Labuan Bajo is the jumping off point for the Komodo National Park.  It is a bustling little tourist town with tons of backpackers.  The people, while still very friendly, are not jumping out at us, trying to take photos with us!  There are some nice little restaurants and we have finally been able to eat out without it costing an arm and a leg!!  We've met another boat (yay!), Aerial IV, with Eric and Birgitta on board.  They are from Sweden, and this is their 2nd loop around our beautiful planet!!  They first did it with their kids when their boys were 6, 9 and 11 (I think).  Since we have discovered that we are on a same timetable (both heading to Bali, both having to check out at month's end, both heading to South Africa), we've decided to at least for now, head off together, and keep each other company.  Today we managed to get diesel, and while it took all day to get organized (we ran each of the 8 jerry cans through our filtering system 4 times!!), we have plenty of fuel to get to Bali, where we can top up once more before heading off to Cocos Keeling.

House boats anchored in Labuan Bajo

Overlooking the harbor
Dodging cars and mopeds!
Very sad to see tons of trash in the water here
A view down onto the main street.  There are lots of dive shops here taking guests into the Komodo National Park

Main street Labuan Bajo

Tomorrow we head off to the island of Rinca, where the Komodo National Park Headquarters is located, and where we hope to see these giant, ancient creatures!

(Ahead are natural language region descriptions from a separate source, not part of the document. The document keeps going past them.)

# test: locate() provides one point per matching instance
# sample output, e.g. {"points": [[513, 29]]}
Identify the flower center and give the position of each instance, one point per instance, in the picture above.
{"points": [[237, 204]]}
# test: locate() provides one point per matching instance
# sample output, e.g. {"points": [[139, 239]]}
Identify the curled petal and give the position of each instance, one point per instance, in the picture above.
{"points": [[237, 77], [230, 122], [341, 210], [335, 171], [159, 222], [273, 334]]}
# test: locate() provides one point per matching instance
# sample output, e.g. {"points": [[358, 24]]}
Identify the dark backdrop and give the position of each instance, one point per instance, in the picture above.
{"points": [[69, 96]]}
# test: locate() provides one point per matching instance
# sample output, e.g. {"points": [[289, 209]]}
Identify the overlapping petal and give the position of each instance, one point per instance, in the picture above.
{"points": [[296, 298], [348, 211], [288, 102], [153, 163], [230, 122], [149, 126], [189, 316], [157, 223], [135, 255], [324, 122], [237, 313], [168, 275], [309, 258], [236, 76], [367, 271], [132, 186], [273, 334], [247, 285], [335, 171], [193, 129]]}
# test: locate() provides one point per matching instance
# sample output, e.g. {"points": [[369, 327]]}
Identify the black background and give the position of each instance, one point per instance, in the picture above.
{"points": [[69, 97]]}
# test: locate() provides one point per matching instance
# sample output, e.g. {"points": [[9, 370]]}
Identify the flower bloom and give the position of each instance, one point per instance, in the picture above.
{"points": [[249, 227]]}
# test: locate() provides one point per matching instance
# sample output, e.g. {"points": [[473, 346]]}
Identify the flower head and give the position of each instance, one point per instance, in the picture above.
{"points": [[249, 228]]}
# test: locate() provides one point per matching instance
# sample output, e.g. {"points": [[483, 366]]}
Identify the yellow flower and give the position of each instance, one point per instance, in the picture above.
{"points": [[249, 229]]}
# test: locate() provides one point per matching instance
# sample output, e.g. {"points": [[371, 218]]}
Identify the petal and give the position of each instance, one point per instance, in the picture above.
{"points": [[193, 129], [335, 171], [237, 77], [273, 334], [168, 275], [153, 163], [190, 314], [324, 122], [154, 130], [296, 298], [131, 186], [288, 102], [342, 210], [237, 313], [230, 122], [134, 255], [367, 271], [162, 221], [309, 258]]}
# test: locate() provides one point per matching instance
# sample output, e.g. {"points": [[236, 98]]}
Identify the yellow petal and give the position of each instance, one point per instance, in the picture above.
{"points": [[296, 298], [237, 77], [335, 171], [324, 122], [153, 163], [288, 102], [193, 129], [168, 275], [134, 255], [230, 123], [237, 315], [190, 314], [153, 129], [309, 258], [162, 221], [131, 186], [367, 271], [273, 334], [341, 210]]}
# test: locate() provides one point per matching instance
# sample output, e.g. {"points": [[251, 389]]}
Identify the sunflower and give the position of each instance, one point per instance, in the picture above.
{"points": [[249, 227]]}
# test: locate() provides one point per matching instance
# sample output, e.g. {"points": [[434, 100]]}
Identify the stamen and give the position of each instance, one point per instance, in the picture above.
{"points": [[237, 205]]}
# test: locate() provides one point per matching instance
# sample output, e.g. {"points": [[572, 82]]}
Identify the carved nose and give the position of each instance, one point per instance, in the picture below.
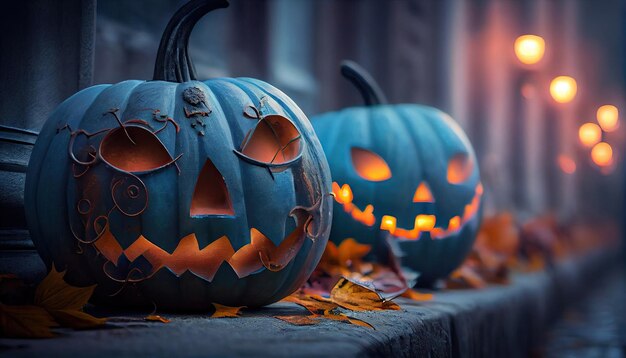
{"points": [[423, 194], [210, 197]]}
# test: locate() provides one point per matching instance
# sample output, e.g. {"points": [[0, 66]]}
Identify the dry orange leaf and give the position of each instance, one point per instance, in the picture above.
{"points": [[417, 296], [25, 322], [65, 302], [156, 318], [356, 297], [53, 293], [222, 311], [300, 320], [341, 317]]}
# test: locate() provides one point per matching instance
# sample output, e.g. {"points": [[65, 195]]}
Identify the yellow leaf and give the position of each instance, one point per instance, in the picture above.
{"points": [[157, 318], [353, 296], [225, 311], [300, 320], [76, 319], [53, 293], [417, 296], [25, 322], [333, 315]]}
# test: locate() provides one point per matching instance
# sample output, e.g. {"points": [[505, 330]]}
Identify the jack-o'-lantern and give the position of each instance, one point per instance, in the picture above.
{"points": [[179, 192], [403, 173]]}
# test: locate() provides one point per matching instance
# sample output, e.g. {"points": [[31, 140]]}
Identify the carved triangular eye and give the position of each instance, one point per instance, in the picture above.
{"points": [[369, 165], [460, 168], [134, 149], [274, 140]]}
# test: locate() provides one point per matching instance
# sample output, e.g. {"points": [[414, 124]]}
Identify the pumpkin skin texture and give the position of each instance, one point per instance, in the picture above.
{"points": [[167, 191], [420, 146]]}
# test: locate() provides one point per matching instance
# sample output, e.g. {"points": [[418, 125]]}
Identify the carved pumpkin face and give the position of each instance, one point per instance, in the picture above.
{"points": [[406, 172], [194, 192]]}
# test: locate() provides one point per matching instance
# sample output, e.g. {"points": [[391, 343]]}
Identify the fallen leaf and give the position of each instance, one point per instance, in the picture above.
{"points": [[357, 297], [25, 322], [222, 311], [156, 318], [417, 296], [53, 293], [300, 320], [342, 317], [65, 302]]}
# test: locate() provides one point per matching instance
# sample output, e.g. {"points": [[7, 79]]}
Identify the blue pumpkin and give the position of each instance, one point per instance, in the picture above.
{"points": [[404, 173], [179, 192]]}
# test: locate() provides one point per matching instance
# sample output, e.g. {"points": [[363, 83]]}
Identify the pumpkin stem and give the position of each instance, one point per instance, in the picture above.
{"points": [[364, 82], [173, 62]]}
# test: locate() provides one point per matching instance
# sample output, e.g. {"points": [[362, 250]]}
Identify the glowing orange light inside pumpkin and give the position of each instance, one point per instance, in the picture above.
{"points": [[423, 194], [370, 165], [563, 89], [589, 134], [454, 223], [602, 154], [529, 49], [388, 223], [608, 116], [343, 195], [460, 168], [365, 216], [425, 222], [567, 164]]}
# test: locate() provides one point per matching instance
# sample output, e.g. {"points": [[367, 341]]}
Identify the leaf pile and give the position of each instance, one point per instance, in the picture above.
{"points": [[55, 304]]}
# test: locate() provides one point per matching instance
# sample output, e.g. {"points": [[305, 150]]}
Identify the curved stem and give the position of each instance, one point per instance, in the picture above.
{"points": [[363, 81], [173, 62]]}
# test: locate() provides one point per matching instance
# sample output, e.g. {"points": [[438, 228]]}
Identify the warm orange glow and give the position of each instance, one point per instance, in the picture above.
{"points": [[343, 195], [454, 223], [460, 168], [370, 165], [388, 223], [365, 217], [602, 154], [608, 116], [423, 194], [425, 222], [563, 89], [567, 164], [589, 134], [529, 49]]}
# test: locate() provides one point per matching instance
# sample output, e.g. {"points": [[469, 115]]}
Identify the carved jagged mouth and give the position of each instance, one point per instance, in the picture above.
{"points": [[259, 253], [423, 222]]}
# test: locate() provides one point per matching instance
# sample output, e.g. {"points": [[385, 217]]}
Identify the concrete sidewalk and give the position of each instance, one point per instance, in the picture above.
{"points": [[500, 321]]}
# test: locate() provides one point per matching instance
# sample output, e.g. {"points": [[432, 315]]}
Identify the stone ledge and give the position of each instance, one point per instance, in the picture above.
{"points": [[499, 321]]}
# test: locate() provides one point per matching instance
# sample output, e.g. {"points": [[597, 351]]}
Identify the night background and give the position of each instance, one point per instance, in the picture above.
{"points": [[553, 177]]}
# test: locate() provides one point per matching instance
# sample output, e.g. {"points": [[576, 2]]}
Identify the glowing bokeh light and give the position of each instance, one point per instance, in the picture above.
{"points": [[563, 89], [602, 154], [529, 49], [589, 134], [608, 117]]}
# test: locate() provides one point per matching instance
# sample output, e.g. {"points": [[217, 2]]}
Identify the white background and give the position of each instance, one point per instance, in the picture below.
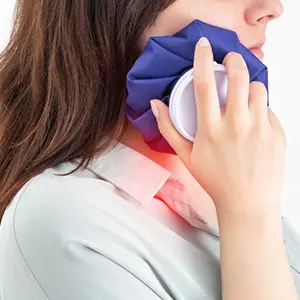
{"points": [[282, 58]]}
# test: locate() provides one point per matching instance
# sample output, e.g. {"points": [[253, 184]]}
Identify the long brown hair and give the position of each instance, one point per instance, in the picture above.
{"points": [[62, 82]]}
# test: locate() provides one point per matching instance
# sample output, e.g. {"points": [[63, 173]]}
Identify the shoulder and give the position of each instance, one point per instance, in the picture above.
{"points": [[74, 233], [54, 202]]}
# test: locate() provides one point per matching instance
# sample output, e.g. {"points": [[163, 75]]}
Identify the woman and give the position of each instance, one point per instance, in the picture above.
{"points": [[85, 235]]}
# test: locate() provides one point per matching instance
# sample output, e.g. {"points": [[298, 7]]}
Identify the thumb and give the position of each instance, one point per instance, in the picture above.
{"points": [[182, 146]]}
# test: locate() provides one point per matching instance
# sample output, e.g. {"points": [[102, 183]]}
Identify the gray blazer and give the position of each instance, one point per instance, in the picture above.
{"points": [[82, 238]]}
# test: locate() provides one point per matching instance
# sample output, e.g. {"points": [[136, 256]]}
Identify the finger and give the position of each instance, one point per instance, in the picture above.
{"points": [[182, 146], [274, 122], [258, 98], [237, 108], [207, 100]]}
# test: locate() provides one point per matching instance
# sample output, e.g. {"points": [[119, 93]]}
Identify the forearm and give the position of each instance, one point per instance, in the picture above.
{"points": [[253, 259]]}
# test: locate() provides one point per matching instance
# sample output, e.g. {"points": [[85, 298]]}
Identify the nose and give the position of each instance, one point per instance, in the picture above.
{"points": [[263, 11]]}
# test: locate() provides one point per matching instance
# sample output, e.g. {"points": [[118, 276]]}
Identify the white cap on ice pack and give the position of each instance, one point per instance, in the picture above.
{"points": [[182, 104]]}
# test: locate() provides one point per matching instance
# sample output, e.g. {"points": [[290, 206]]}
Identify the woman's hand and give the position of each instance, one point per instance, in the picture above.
{"points": [[238, 152]]}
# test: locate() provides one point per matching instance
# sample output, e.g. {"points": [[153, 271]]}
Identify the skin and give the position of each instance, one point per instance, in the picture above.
{"points": [[243, 144], [249, 18], [239, 146]]}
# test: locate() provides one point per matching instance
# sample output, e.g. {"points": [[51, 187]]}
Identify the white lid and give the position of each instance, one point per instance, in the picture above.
{"points": [[182, 104]]}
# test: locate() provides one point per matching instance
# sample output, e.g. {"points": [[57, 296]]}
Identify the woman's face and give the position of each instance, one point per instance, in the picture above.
{"points": [[249, 18]]}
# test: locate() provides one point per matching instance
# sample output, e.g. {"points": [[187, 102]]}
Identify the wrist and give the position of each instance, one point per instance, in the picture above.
{"points": [[251, 222]]}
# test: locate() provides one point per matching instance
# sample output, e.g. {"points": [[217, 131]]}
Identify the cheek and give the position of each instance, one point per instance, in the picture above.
{"points": [[226, 14]]}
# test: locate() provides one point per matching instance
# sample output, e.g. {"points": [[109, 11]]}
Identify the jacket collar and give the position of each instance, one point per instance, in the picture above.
{"points": [[137, 175]]}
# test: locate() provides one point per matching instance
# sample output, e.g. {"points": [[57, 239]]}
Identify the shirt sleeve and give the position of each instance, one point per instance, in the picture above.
{"points": [[77, 246]]}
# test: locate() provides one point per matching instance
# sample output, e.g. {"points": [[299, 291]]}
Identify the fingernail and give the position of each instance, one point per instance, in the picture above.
{"points": [[154, 109], [203, 42]]}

I don't think they'll look quite as friendly as this fellow!

My apologies for a rather long post, but I wanted to make sure I was up-to-date before leaving the cell phone signals and relatively fast wifi behind us and enjoying a couple of days in the Komodo National Park!

Sunset over Labuan Bajo, Flores


  1. It was a pleasure to meet the Hibbard Family and have sundowners aboard Cool Runnings. Thanks for the kind words and we hope to spend time with you again. Safe Journeys! - Kate and Sean aboard S.V. Popeye.

  2. Belated happy wedding anniversary guys.

  3. You had me on the edge of my seat the whole time (of the post). For an anniversary, my present was a new, and greatly improved, toilet for our clunky old houseboat. I was thrilled beyond words, so you know I appreciated your toilet tribulations.
    As always, thank you for taking us along on your wonderful adventure.